Getting Started
This Getting Started document provides quick reference information regarding installing Analytics Zoo, running the applications, and developing your own applications using Analytics Zoo.
1. Try Analytics Zoo
Users can easily try Analytics Zoo with Docker or Google Colab without installing it. For more information:
- Check the Docker User Guide
- Check the Google Colab Guide page
Please also check the examples for various Analytics Zoo features (such as distributed TensorFlow and PyTorch on Spark, DL support in Spark ML pipeline, RayOnSpark, Cluster Serving, AutoML, etc.)
2. Install Analytics Zoo
Analytics Zoo installation methods are available for Python and Scala users.
2.1 Python
- Check the Python User Guide for how to install Analytics Zoo in Python program environment.
2.2 Scala
- Check the Scala User Guide for how to install Analytics Zoo in Scala program environment.
3. Run Analytics Zoo Applications
Analytics Zoo applications can run on remote or cloud resources, such as YARN, K8s, Databricks, or Google Dataproc.
3.1 Run on YARN
- Python users can follow the instructions in Python User Guide to run Analytics Zoo applications on YARN.
- Scala users can follow the instructions in Scala User Guide to run Analytics Zoo applications on YARN.
3.2 Run on K8s
- Check the instructions for how to run Analytics Zoo applicaitons on K8s.
3.3 Run on Databricks
- Check the instructions for how to run Analytics Zoo applicaitons on Databricks.
3.4 Run on Google Dataproc
- Check the instructions for how to run Analytics Zoo applications on Google Dataproc environment.
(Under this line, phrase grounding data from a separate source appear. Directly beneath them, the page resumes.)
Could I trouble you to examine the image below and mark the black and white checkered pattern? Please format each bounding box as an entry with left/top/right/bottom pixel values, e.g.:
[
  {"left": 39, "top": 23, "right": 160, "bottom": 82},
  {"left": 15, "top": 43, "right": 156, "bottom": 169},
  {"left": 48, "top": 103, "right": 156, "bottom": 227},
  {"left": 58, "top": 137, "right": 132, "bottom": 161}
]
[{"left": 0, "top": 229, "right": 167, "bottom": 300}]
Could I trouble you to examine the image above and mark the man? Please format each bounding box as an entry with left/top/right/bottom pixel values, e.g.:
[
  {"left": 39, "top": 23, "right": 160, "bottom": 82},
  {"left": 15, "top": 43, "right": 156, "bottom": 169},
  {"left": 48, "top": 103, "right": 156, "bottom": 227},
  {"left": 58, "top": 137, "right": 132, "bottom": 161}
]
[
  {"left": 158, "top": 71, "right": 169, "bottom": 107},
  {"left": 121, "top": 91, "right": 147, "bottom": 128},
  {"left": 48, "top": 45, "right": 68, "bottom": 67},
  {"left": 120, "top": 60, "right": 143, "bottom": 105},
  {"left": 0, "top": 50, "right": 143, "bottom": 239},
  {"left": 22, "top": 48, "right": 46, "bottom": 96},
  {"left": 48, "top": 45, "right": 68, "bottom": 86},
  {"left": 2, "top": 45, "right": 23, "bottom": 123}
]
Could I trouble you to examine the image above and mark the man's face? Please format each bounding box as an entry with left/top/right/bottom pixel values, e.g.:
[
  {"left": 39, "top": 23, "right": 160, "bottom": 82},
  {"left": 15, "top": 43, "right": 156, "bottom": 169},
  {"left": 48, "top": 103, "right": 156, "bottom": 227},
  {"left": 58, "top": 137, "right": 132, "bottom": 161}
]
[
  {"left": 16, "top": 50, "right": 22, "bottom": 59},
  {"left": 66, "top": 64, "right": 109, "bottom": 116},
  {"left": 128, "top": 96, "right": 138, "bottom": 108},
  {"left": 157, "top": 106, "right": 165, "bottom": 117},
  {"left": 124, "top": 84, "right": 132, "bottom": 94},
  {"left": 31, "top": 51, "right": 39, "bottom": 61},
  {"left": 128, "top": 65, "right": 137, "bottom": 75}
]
4. Develop Analytics Zoo Applications
Analytics Zoo provides comprehensive support for for building end-to-end, integrated data analytics and AI applications.
4.1 TensorFlow
- TensorFlow users can leverage TFPark APIs for running distributed TensorFlow on Spark.
4.2 PyTorch
Pytorch users can use Torch Model and either: - NNFrame APIs to run Spark ML Pipeline and Dataframe with PyTorch support, or - Estimator APIs to train and evaluate distributed PyTorch on Spark.
4.3 BigDL
BigDL users can use either:
- NNFrame APIs to run Spark ML Pipeline and Dataframe with BigDL support, or
- Keras-style APIs for BigDL to build deep learning pipeline.
4.4 Cluster Serving
Analytics Zoo Cluster Serving is a real-time distributed serving solution for deep learning (including TF, PyTorch, Caffe, BigDL and OpenVINO). Follow the Cluster Serving Programming Guide to run the Cluster Serving; the Cluster Serving API Guide explains the APIs in more detail.
4.5 AutoML
Analytics Zoo provides scalable AutoML support for time series prediction (including automatic feature generation, model selection and hyper-parameter tuning). Check the AutoML Overview for a high level description of the AutoML framework. Please check out the details in the Programming Guide and API Guide.